Students will be able to:
- Differentiate French structures, sounds and vocabulary for Greetings, Introductions, Questions, Negations, and Partitives
- Differentiate French structures , sounds, and vocabulary for Clothing, Colors, and Physical Attributes, Physical States, Conversational Dialogue
In this lesson, we will discuss:
- Greetings, Introductions, Questions, Negations, Partitives, Clothing, Colors, and Physical Attributes, Physical States, Conversational Dialogue, Articles with Prepositions (à, au, à la, aux)
- à, au, à la, aux
- Art and Architecture
The following activities and assessments need to be completed this week:
- Lesson, Week 4
- Readings and Resource
- Rosetta Stone Unit 2, Lessons 3 and 4
- Week Forums 4
- Skill-Builder 4
Topics to be covered include:
- Comparing French and American culture
- Asking questions
- Partitive articles and prepositions plus articles
- Physical descriptions and clothing
In this lesson, you will learn more about French culture, learn how to ask questions, and learn more about answering questions. You will be able to make negative statements after completing this lesson, and have a greater understanding of partitive articles, and the ways prepositions combine with articles. Finally, you will learn how to describe yourself or others in physical terms, and learn the vocabulary for clothing in French.
Comparing French and American Culture
You have already been introduced to some differences between French and American culture, including differences in mealtimes, drinking habits, and work-life balance. In this section, you will learn more about the cultural differences. Understanding cultural differences can help you to function better when interacting with the French, or visiting France. Some of these differences are quite important, in order to be well-received and thought of, while others are sometimes funny. 1/8
- Formality Formality is quite important in France, both in spoken and written French. In past lessons, you have learned to address people as Madame or Monsieur. While this is appropriate, it is essential that these be used alone, for a stranger, or with a last name. In parts of the U.S., it is relatively common to use Mr. or Miss First Name. This should be avoided in France! If you use Madame First Name, you are not using an honorific, but instead, suggesting that she operates a brothel. Remember not to use first names until you’re asked to and avoid using tu until asked as well.
The Four Ways to Ask a Question
There are four different ways to ask a question in French. These vary in difficulty, but you should learn each of the four types. The first of these is common in English as well; however, the second and third ways to ask questions are not used or common in English. The fourth is the most common way to ask questions in English, relying upon question words.
- Rising Intonation
- Est-ce que…?
- Switch Subject and Verb
- Question Words
Rising intonation is the first way to ask a question. You likely already do this in English, in some cases. A rising intonation creates a question from a statement by changing the tone of the voice. Consider the sentence, “You want a cookie.” Say this aloud to yourself, as a statement. Now, say this aloud again, but make it “You want a cookie?”

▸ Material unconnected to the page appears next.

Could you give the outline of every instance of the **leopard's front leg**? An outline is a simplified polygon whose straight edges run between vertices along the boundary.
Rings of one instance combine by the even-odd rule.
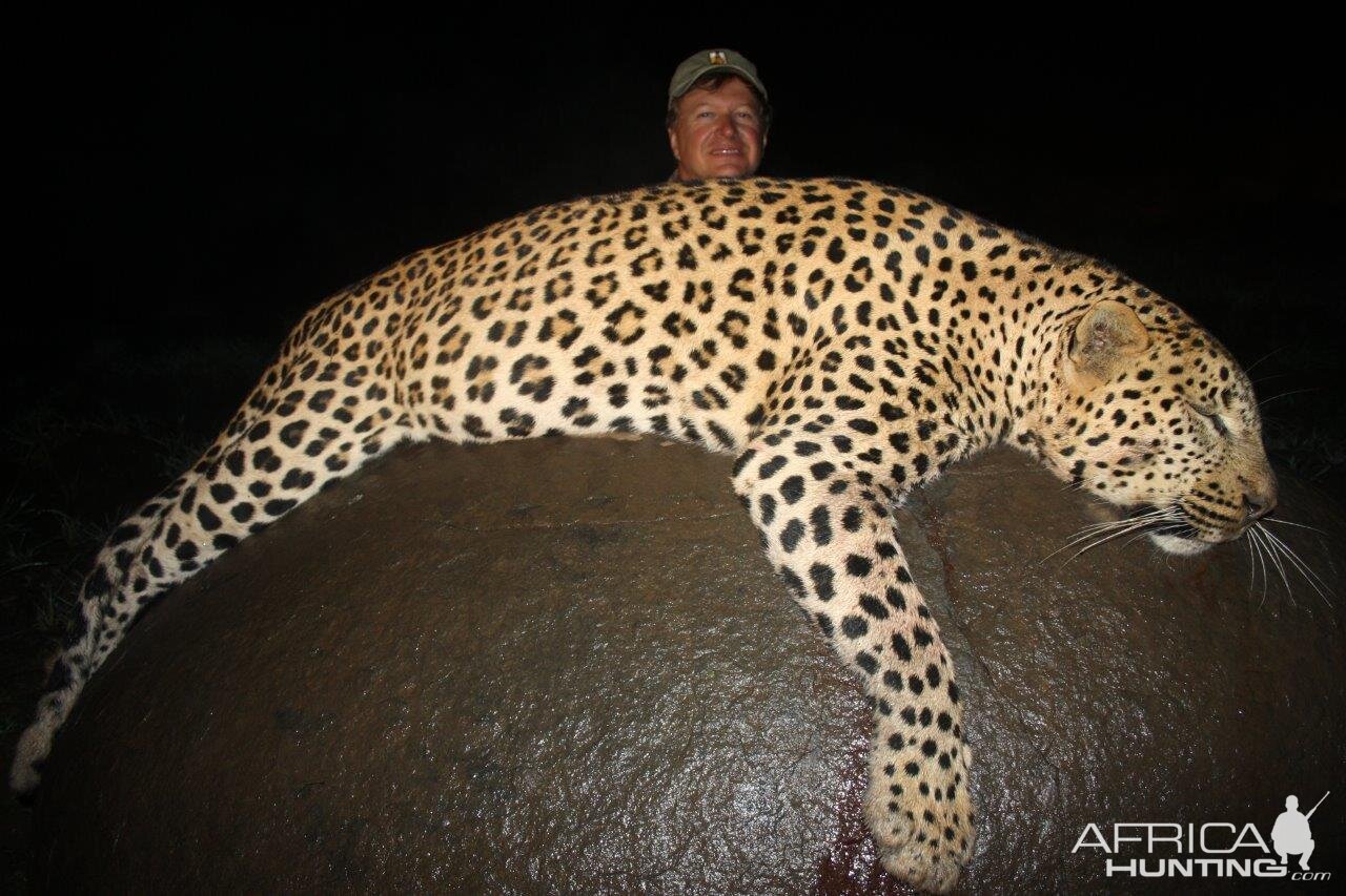
[[[756,439],[734,484],[773,566],[874,701],[864,814],[883,866],[945,892],[976,837],[969,757],[953,663],[888,510],[890,452],[824,420]]]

In order to use rising intonation, you do not need to add any extra words to the question. In writing, it is indicated only by a question mark at the end of the statement, rather than a period.

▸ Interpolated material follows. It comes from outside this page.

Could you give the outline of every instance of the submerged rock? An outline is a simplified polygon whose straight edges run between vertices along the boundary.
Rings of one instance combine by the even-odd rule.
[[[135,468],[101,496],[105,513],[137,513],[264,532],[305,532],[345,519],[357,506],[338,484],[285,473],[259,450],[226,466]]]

- Le chat est sur la table?
- Tu as un chat?
Negation changes an affirmative or positive statement into a negative statement. In English, you typically do this with the word “not,” but may also use other words that imply or suggest that negativity.
French uses two words in combination to negate a statement. This is ne…pas. The ne is placed in the sentence order before the verb, with pas after the verb.

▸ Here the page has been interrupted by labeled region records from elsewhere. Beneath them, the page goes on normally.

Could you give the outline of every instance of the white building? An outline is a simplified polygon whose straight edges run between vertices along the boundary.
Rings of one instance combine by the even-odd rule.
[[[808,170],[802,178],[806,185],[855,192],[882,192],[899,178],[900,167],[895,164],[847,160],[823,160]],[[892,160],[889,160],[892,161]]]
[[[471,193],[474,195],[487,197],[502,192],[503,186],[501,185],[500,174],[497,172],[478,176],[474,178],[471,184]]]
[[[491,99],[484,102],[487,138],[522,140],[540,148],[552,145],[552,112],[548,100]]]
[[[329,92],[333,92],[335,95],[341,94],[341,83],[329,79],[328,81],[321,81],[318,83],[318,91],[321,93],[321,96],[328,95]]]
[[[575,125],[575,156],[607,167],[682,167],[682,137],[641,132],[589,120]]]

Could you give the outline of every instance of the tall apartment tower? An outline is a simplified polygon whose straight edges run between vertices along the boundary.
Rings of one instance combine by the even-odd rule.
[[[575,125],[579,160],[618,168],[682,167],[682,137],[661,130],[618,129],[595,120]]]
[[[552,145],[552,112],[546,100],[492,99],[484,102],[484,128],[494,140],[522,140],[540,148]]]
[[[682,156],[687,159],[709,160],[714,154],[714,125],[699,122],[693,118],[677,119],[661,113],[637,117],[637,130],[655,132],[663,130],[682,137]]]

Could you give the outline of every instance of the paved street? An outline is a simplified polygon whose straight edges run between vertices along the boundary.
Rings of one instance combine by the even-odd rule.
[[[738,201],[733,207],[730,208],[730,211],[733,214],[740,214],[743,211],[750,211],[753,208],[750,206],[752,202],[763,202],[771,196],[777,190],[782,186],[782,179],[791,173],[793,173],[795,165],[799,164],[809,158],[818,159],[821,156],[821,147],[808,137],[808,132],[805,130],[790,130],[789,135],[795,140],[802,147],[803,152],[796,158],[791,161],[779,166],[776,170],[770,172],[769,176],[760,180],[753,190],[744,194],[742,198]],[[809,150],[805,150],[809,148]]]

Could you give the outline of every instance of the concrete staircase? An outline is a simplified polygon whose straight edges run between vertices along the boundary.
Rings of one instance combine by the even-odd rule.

|She speaks French (an affirmation).||Elle parlefrançais.|
|She does not speak French (a negation).||Elle ne parle pas le français.|
|He eats bread.||Il mange du pain.|
|He does not eat bread.||Il ne mange pas de pain.|
|I drink wine.||Je bois du vin.|
|I do not drink wine.||Je ne bois pas de vin.|
While ne _____ pas is the most common form of negation, it is not the only one. The initial ne can also be paired with jamais (never) or rien (nothing).
|I neverdrink.||Je ne bois jamais.|
|I am not eating anything.||Je ne mange rien.|
While not technically a formal way to ask a question, you can also, if you are pretty sure you know the answer to the question, ask a question by adding n’est-pas to a statement. Think of this as “is it not?” or “right?” Examples of n’est pas include:
|You dance, right?||Tu danses, n’est-ce pas ?|
|He likes cookies, right?||Il aime les biscuits, n’est-ce pas?|
|You have a dog, right?||Tu as un chien, n’est-ce pas?|
As you can see in these questions, n’est-ce pas is used when you’re pretty sure of the answer to the question. You are simply asking for confirmation of what you already know.